The association’s efforts in this regard has ramped up since March. “The community brand has taken prominence,” Liot says. “It’s about Atlantic Books.”

The prime example is the #TimetoReadAtlantic campaign, which was a two-year plan that became compressed into an intensive two-month period. The atlanticbooks.ca website created 12 thematic mini-collections of new and recent books, 156 books in all, branded with a teal lighthouse logo.
The APMA made a video advertisement and purchased space in various media to promote the site and its books. “We welcomed over 20,000 website visitors, sent thousands directly to bookstores and libraries, and made 7.5 million impressions of the #ReadAtlantic message,” Liot says.
The importance of partnerships between different players in the book world was also amplified. The APMA worked closely with library systems in Nova Scotia, New Brunswick and Newfoundland and Labrador to feature their collections. The level of publisher participation impressed Liot.
“It makes for a great selection of books, with everything from boutique publishers in specific genre categories, poetry, French books, kids books, guidebooks, novels, et cetera.
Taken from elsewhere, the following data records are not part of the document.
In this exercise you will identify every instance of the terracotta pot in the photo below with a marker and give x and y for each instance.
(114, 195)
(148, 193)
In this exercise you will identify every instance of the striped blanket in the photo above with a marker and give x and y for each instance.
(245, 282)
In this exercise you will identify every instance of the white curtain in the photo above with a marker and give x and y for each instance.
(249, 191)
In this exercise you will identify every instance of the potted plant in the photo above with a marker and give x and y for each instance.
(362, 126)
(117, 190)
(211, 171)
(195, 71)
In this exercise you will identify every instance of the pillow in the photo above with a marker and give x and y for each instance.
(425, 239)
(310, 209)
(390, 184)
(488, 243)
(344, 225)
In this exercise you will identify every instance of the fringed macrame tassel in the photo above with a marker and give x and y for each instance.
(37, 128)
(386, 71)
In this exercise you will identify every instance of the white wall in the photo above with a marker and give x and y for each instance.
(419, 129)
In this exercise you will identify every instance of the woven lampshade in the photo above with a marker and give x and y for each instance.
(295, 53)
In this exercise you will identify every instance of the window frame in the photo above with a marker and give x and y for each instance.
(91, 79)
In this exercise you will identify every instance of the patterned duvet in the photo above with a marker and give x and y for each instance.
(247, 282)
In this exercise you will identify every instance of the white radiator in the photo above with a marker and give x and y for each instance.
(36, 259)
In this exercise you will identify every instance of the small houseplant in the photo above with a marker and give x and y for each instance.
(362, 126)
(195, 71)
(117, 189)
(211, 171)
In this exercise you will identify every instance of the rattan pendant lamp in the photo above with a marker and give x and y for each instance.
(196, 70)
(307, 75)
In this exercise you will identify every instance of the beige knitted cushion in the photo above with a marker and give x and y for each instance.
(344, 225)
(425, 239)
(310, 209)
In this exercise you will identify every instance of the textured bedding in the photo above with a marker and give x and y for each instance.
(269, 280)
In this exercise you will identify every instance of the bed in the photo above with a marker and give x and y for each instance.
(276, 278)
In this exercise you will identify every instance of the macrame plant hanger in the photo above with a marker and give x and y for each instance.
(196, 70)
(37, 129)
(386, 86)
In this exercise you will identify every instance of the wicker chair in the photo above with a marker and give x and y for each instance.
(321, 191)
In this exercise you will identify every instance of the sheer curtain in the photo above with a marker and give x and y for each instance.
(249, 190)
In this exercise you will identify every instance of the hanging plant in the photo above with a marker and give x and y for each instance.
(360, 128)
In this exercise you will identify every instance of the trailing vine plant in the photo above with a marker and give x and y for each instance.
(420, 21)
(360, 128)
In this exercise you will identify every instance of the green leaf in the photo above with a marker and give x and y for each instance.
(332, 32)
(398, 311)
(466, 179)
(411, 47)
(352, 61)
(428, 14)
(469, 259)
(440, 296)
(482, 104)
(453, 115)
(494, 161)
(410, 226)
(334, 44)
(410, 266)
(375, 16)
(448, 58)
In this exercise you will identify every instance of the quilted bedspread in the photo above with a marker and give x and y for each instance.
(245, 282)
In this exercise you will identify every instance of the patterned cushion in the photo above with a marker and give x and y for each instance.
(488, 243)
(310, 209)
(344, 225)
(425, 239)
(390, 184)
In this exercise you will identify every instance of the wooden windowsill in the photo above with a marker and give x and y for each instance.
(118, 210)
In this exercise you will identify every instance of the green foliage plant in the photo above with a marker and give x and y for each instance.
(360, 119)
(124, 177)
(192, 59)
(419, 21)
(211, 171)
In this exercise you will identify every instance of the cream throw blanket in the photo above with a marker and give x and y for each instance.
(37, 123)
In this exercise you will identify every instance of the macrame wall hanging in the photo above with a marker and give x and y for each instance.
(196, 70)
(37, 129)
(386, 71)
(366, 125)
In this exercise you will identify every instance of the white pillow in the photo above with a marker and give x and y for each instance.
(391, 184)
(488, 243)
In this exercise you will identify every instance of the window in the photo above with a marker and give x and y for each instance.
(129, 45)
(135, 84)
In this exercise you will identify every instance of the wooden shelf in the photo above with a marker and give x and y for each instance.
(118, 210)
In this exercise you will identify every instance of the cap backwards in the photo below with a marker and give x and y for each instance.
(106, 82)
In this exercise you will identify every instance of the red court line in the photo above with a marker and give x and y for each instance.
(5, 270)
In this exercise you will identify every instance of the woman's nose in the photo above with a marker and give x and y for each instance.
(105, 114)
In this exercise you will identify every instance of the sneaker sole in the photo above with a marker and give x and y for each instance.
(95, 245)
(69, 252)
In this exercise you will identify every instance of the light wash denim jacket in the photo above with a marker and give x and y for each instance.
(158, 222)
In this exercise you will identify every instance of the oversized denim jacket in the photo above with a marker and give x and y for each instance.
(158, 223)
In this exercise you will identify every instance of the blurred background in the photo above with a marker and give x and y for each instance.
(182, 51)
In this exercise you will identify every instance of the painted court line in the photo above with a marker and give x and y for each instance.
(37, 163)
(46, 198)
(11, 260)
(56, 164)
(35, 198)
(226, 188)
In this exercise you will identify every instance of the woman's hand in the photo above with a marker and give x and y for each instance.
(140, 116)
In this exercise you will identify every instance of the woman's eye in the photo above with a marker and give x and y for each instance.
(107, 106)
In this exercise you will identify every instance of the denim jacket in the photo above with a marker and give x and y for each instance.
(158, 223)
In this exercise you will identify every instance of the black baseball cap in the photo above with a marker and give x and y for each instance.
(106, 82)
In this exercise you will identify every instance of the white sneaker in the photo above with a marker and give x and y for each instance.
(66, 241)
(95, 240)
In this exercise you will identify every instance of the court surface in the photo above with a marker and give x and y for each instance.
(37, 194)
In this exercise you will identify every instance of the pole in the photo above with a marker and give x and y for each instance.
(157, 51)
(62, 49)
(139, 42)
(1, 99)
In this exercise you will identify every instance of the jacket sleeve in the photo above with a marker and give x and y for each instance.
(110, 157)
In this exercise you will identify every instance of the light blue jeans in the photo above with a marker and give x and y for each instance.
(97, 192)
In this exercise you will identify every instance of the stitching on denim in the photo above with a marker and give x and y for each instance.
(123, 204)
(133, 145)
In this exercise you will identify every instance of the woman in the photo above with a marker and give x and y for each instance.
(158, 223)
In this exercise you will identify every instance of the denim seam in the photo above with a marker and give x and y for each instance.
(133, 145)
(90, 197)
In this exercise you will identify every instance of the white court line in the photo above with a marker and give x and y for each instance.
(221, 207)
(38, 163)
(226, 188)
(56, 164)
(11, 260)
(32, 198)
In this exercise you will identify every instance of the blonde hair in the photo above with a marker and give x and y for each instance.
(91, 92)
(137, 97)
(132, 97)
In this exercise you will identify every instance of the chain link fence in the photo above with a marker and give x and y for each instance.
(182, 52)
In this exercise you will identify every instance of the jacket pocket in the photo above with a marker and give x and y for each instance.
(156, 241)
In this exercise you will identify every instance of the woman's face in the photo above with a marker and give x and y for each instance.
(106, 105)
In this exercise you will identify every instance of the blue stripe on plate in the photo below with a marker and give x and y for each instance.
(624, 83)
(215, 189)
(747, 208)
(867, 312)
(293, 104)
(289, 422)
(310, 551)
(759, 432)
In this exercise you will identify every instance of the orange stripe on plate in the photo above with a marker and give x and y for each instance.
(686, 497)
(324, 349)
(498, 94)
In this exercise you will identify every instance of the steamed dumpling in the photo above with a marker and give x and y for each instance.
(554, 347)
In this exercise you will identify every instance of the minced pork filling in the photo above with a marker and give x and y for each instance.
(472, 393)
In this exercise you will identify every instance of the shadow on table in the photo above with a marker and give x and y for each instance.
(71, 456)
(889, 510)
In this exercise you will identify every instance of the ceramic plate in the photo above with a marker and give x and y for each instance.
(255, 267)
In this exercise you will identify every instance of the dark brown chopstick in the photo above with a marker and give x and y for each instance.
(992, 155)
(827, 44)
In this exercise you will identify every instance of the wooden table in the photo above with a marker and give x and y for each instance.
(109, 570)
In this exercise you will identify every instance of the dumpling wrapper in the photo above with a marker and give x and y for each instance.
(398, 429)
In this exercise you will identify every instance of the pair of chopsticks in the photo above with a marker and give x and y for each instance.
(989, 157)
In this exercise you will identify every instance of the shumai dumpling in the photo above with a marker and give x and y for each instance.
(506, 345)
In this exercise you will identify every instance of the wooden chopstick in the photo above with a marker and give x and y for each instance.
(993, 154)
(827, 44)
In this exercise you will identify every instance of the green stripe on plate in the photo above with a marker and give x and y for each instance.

Guidebooks are selling off the shelves right now.”
One of the most interesting new partnerships to develop was between the APMA and Nova Scotia Community College (NSCC) on the Bound for Good corporate sales program, which resulted from an existing understanding of the value of Atlantic books for businesses to use as gifts and rewards. NSCC is the first corporate partner to participate.
“We had just launched the program when the pandemic hit,” Liot says. “Local books became more valuable for partners. International supply chains weren’t active. As gifts, local books curated to thematic needs of the client—it beats imported swag any day.”
NSCC’s participation came as the result of a chance encounter between Liot and Don Bureaux, the president of NSCC, who both happened to be eating breakfast at Kempsters, a family restaurant in Halifax. “I gave him my business card and said I have a crazy project idea I wanted to tell him about.”
Bureaux is a big supporter of local community, and a big reader.
As Atlantic publishers develop their technological sophistication, it enhances their power to do good things for local communities. “We’re going from manually curated lists that involved hundreds of spreadsheets, to the point where they can be curated with a couple of clicks,” Liot says.
This fall, the APMA ran its Voices campaign to amplify Indigenous and Black authors of Atlantic Canada. “That means more books of substance being exposed to more people, and that means better things happen. It’s part of an informal education process that I think can really improve the world.”
The next phase of targeted, curated reading lists is #TheGiftofReadAtlantic, which will use online tech to help consumers locate the book they want, for sale at the nearest possible location. It’s also a great tool for authors, when friends ask them, “Where should I buy your book?”
Crisis creates opportunity. It can also force the hand of book-industry traditionalists. Suddenly online tools are essential. Well, they always were. Crisis simply exposed that necessity.
—Chris Benjamin is the managing editor of Atlantic Books Today magazine and the author of Boy With A Problem, a collection of short stories set in the modern world.